October 2, 2023
SINGAPORE – There’s no device to gauge the extent of pain in sport, no appliance to measure the ache of heartbreak. Mostly it requires a generous athlete to talk about it. To reach into herself and show you her pain. Like Letitia Sim, in the Asian Games village, sipping coffee and making this writer wince.
When the medal ceremony began for the 100m breaststroke, you know that race, the one where she came fourth by 0.12 of a second, which made her weep so hard that eventually her shaking body “stopped producing tears”, Sim couldn’t watch.
“I just could not look at the screen… I just had to stare at a wall.”
You can’t appreciate the madness of this species, can’t interpret their world, where defeat visits more than triumph, where losing is captured in slow motion, where their love for all this somehow endures, unless you know how much they hurt. And you can’t fathom who Sim is, how bravely she responded, unless you know how she hurt.
Like when she says, when that race was over, she couldn’t even cry. Because there was no time to cry. Because there was a relay in 30-odd minutes and her team to consider and her mind going everywhere.
“Should I cry? What should I do? What just happened? I don’t think I’ve ever felt that before. Because I was like so mad, so angry. I didn’t know what to do. I turned in the best time but it wasn’t fast enough. It was insane.”
And then she went and swam beautifully for Singapore in the relay.
And only then she wept.
“I wanted to be on that podium so badly,” she says with such poignance of the 100m breaststroke. “I was prepared to be on that podium. I brought my shoes, I brought my outfit, I brought my jacket.” Instead all she was left with was replays of the race, watching it once, twice, three times, four, the last time at 1am.
“It was so bad. I was like, how close was I? How close was it that I just lost it?” Her words still carry some hurt. As she watched the replay that night, she remembers her reaction. “I’m filled with anger. Like my body tenses up.”
And then next day, in the 200m, she was second after 50m, second after 100m, second after 150m, and then fourth by 0.02. As if some cruel god wanted to tease her. “I cried a little bit after that event because I was like, ‘Why me? Why again’?”
But this isn’t personal, though it must feel painfully so. This is what sport does to everyone, takes them to places they’ve never been. “During practices,” says Sim, “you’re being pushed and you’re being tested for these limits physically. But these things also test you mentally, which is something you don’t always practise on a regular basis.
“I don’t practise getting fourth.”
Swimmers and gymnasts are impossibly busy, performing frequently, night after night, no time to think, heal, process. Just compete, even though you’ve been bruised 20 minutes ago, because sport keeps asking one profound question.
So what have you got?
And that was the beauty about Sim, she found more. For all her hurt, she gave more. After that 100m fourth place, she kept going faster, in her 200m, in her relays, not letting hurt slow her down but responding to it. Days later coach Gary Tan would say, “She kept getting better in each relay and each swim. Just dropping time every single swim.”
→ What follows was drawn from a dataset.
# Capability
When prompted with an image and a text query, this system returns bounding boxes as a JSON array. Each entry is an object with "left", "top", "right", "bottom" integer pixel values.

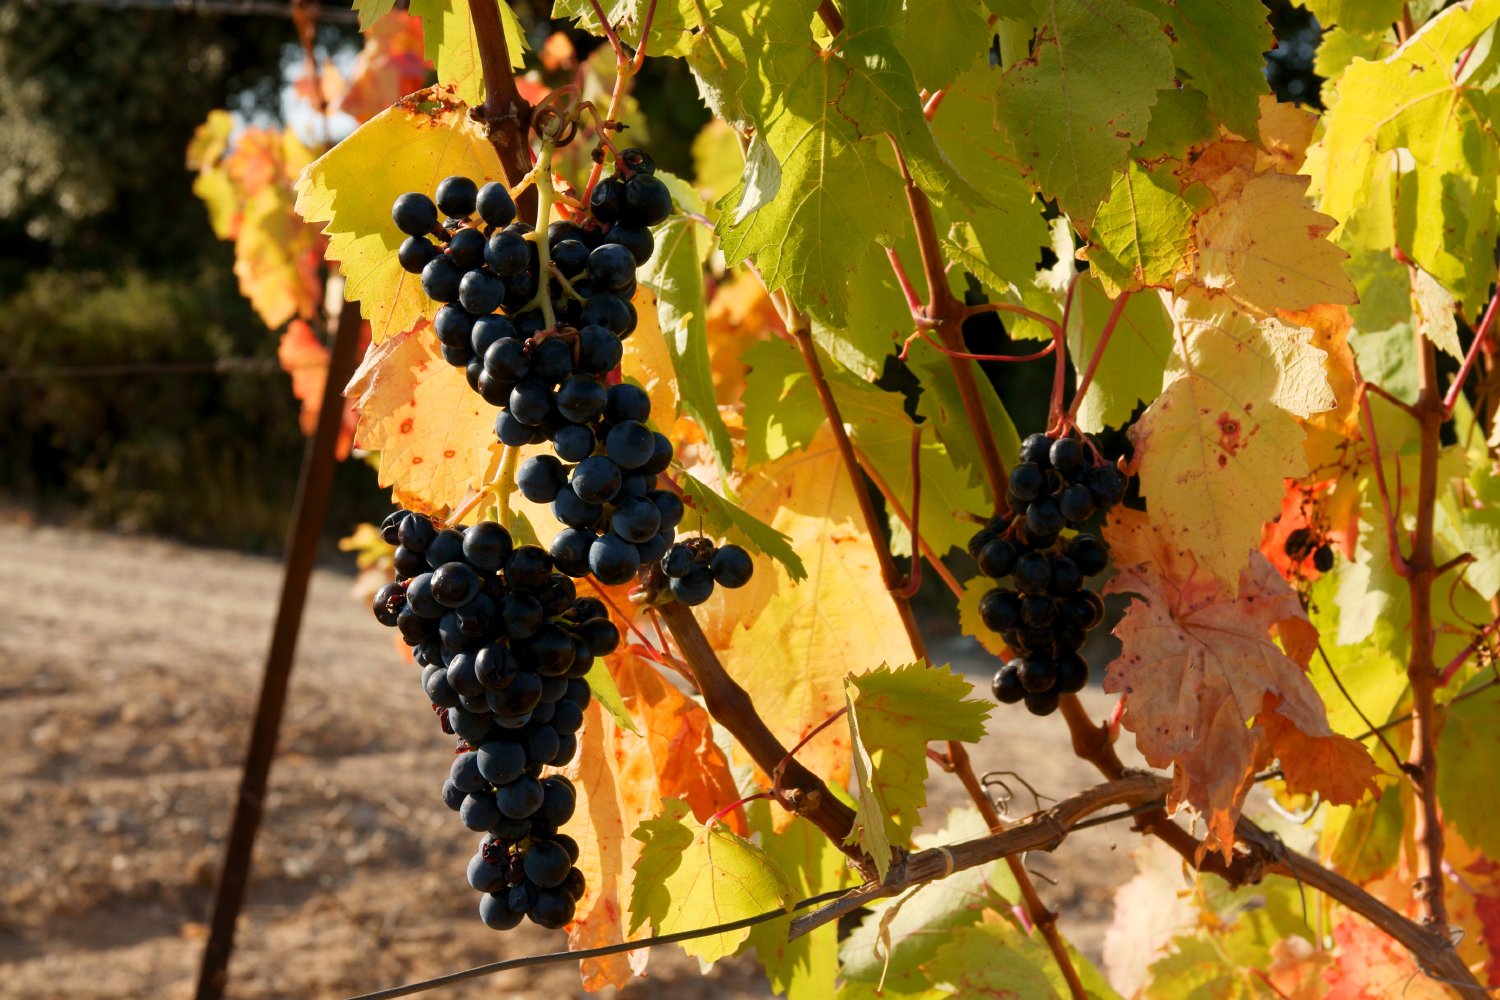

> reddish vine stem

This, in some twisted way, is the compressed, brutal education of Sim. “I told my coaches,” she says “and they would 100 per cent agree with me that if this exact situation happened last year I would have broken down so many times.”
Being kicked around by those bullies, fate and circumstance, feels unfair but there is meaning to all this. How athletes handle defeat is how they can tell how far they’ve travelled emotionally. It’s like earning a higher degree at a stern university – a major Games.
“I kept telling myself,” says Sim, “this whole meet has just been a huge test, for my limits, my patience, my everything that I’ve been working for. And, now that I’m done with it, I’m finally at ease. Now I can push forward towards beyond my limits.”
You passed?
“I feel like I passed it with flying colors.”
Competition is a constant audition for greatness with no guarantee. A series of fourth places happened when she was 12, it happened now, it’ll happen again. But, fine, bring it on, Sim is ready, she’s competitively all grown up.
“Some people will never understand this type of passion for something that has a lot of downs and very little ups. But, I’m just addicted to it.”
The hurting will always suck, it will return, it will have to be worn. This is the strange life they chose. To use a 20-year-old’s word – Insane.